|
|
Ayrılmak marifet değil, tarz meselesi
* Bugüne kadar ne yaşam tarzınız, ne söylediklerinizle kitaplarınızın önüne geçmediniz. Fakat geçtiğimiz haftalarda aldatıldığınızı söylediğiniz bir röportajla gündeme oturdunuz. Niye yaptınız bunu? Töre cinayetleri sorulmuş, bu konuda saatlerce konuşuyorsunuz. Söz Kardelen kızlarının okutulmasına geliyor, konuşuyorsunuz konuşuyorsunuz derken röportajın sonuna doğru kişisel olmaya başlıyor sorular. Rekabet konusuna gelindi; ben de "Rekabet, kıskançlık, böyle şeyleri bilmediğim için koparıcı olamadım hayatta" dedim. "Peki hiç mi kıskanmadınız?" diye soruldu "Hayır hiç, hatta aldatıldığımda bile" türünde şeyler söyledim. Konu buydu. Buna çok üzüldüm, çünkü ben bu tür şeyleri konuşan biri değilim. Benim hayatım, benim kocam, benim çocuğum çoluğum yoktu o röportajın içerisinde, hiç ilgisi yoktu.
* Aldatan, aldatılan isimler gündemdeyken, edebiyat çevresinden bir kadının açıklamaları ilginç ve samimiydi... Ben böyle bir şey açıklamadım! Bir soruya cevap verirken ağzımdan kaçtı. Sanki ben 30 sene oturdum ve içimde bununla yaşadım, bunun üzüntüsünü çektim ve nihayet birine içimi dökmüşüm gibi... Yok böyle bir şey! Şu an hiçbir önemi de yok, her kadının başına gelir.
* Aldatmayı hazmetmeyen, gururlu kadınlar hâlâ var mı sizce?

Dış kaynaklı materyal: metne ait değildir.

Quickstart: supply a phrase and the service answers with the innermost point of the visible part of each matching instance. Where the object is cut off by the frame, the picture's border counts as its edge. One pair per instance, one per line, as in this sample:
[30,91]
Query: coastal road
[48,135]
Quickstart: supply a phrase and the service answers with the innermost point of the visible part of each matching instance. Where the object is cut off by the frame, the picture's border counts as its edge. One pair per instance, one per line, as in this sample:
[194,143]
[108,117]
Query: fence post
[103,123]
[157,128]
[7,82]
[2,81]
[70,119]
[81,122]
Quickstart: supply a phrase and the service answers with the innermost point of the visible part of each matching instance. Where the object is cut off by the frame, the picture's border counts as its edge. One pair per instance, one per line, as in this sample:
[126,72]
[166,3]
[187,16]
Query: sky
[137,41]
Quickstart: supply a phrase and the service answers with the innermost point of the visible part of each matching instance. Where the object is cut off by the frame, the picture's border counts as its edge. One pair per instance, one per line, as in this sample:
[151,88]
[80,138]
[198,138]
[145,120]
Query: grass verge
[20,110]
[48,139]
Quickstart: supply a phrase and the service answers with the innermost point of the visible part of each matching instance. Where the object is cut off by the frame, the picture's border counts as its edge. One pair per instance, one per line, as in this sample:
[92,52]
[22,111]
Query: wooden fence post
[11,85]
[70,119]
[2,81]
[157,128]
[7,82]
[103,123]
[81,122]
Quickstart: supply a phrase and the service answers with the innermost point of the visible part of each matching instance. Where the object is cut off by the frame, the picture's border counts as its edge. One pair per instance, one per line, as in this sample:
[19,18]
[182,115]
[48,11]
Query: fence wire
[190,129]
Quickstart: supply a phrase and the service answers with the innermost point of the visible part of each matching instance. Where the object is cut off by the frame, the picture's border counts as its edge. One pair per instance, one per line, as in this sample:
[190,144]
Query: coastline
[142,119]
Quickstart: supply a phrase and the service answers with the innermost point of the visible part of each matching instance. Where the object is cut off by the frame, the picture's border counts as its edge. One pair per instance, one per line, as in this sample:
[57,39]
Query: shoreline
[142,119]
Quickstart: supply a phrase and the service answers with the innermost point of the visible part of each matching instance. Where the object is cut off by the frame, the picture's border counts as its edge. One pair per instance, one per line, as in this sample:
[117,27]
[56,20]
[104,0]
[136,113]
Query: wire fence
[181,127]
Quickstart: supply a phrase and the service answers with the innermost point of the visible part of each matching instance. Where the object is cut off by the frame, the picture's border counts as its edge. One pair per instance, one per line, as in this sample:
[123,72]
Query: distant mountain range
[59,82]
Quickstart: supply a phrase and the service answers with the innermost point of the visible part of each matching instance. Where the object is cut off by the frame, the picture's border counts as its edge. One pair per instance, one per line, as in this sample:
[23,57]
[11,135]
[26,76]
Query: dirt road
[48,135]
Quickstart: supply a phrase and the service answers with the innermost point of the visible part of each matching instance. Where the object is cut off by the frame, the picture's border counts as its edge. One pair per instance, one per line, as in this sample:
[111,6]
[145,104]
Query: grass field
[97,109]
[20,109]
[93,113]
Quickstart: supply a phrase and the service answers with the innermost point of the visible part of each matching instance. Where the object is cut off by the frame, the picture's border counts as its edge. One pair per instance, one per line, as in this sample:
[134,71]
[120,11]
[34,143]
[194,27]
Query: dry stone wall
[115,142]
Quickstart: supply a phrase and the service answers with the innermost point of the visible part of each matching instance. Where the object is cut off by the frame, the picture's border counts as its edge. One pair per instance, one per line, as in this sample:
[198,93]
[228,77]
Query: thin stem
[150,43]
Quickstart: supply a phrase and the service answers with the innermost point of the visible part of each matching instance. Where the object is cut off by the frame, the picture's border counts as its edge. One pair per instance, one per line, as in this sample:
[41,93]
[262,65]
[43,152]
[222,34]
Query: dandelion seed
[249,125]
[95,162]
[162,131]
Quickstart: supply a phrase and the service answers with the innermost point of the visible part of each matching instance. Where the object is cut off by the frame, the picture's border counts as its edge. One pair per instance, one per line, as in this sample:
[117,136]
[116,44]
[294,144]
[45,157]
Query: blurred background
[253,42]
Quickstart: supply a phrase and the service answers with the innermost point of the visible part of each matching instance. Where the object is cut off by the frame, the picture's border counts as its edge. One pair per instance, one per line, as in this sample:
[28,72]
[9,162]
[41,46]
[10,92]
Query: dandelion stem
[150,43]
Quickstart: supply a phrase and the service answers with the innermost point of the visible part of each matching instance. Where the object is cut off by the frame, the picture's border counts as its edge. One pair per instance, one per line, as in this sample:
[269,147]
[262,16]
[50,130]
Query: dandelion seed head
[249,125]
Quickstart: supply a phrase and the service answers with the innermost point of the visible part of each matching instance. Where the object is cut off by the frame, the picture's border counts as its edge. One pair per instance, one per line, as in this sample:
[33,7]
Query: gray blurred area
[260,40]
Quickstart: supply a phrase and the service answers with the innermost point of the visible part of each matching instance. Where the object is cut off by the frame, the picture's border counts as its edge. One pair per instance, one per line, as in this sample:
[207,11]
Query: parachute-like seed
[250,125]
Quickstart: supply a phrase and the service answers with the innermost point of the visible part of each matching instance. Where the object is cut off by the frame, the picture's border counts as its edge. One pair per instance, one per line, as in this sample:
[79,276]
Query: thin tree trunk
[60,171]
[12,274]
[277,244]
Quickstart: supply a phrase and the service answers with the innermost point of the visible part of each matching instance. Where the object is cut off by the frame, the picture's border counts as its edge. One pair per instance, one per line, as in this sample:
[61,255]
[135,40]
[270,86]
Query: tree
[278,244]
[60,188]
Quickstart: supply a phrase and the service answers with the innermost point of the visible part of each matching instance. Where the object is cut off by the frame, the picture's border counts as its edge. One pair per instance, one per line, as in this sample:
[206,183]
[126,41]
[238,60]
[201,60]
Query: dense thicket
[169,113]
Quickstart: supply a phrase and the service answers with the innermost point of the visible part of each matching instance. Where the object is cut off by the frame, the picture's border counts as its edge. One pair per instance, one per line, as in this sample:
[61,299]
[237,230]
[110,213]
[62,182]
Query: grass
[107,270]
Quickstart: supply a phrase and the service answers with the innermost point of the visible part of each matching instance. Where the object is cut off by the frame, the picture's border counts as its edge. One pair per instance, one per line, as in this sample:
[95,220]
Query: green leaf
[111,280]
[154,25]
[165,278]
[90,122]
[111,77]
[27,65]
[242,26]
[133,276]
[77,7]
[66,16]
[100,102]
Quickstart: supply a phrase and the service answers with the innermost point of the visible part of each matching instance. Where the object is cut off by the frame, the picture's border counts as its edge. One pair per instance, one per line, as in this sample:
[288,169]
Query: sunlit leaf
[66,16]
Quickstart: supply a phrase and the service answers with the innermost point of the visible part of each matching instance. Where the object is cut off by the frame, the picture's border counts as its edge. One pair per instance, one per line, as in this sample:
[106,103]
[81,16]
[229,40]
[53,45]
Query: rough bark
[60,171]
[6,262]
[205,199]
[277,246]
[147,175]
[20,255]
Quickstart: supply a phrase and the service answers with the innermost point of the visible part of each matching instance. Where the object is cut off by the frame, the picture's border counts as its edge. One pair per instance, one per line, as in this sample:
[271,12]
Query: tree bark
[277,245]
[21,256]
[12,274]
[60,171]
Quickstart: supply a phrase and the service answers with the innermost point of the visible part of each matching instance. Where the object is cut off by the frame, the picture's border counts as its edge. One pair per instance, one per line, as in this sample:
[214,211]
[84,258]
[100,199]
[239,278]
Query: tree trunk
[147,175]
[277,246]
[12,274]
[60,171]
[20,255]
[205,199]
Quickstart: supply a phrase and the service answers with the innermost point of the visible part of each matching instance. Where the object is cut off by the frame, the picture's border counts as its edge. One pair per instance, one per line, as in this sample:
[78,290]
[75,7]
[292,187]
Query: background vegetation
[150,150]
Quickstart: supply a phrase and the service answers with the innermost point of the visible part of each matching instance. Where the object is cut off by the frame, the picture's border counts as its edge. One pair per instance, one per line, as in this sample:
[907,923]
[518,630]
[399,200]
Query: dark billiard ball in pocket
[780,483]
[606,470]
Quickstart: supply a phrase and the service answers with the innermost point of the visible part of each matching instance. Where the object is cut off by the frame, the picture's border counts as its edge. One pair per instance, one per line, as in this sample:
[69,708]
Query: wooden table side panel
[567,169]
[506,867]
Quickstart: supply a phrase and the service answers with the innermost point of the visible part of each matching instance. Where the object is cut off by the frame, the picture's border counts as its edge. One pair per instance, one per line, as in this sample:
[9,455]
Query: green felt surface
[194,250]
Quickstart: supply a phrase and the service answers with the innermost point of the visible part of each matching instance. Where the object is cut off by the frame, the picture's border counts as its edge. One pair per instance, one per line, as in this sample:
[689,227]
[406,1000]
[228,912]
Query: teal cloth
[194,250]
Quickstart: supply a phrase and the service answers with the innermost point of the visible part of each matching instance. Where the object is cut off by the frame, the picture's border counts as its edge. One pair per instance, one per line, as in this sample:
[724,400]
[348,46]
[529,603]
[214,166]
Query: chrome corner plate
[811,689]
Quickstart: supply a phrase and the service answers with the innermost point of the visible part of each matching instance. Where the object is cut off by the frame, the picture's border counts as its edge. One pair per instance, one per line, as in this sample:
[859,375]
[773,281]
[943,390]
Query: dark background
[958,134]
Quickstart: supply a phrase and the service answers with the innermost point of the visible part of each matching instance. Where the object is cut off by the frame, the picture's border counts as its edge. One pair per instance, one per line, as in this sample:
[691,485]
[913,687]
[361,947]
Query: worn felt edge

Kimsenin hayatını takip etmiyorum ama eminim vardır. Hayatta her şey olabilir... Kimi normal kabul eder yaşamına devam eder, kimi benim gibi ayrılır. Benimki marifet değil, tarz meselesi bunlar.
* Gururlu kadın olmayı hayat şartları mı belirliyor? Karakter belirliyor herhalde, hayat şartları değil.
Ben hiçbir zaman kitaplarımı, çok satan kitap olsunlar diye yazmıyorum ve bu niyetle yola çıkmıyorum. Türk halkı benim dilimi okumayı seviyor. Demek ki ben dili iyi kullanan ve hayatı iyi anlatan bir yazarım. O kadar, benim başka bir iddiam yok!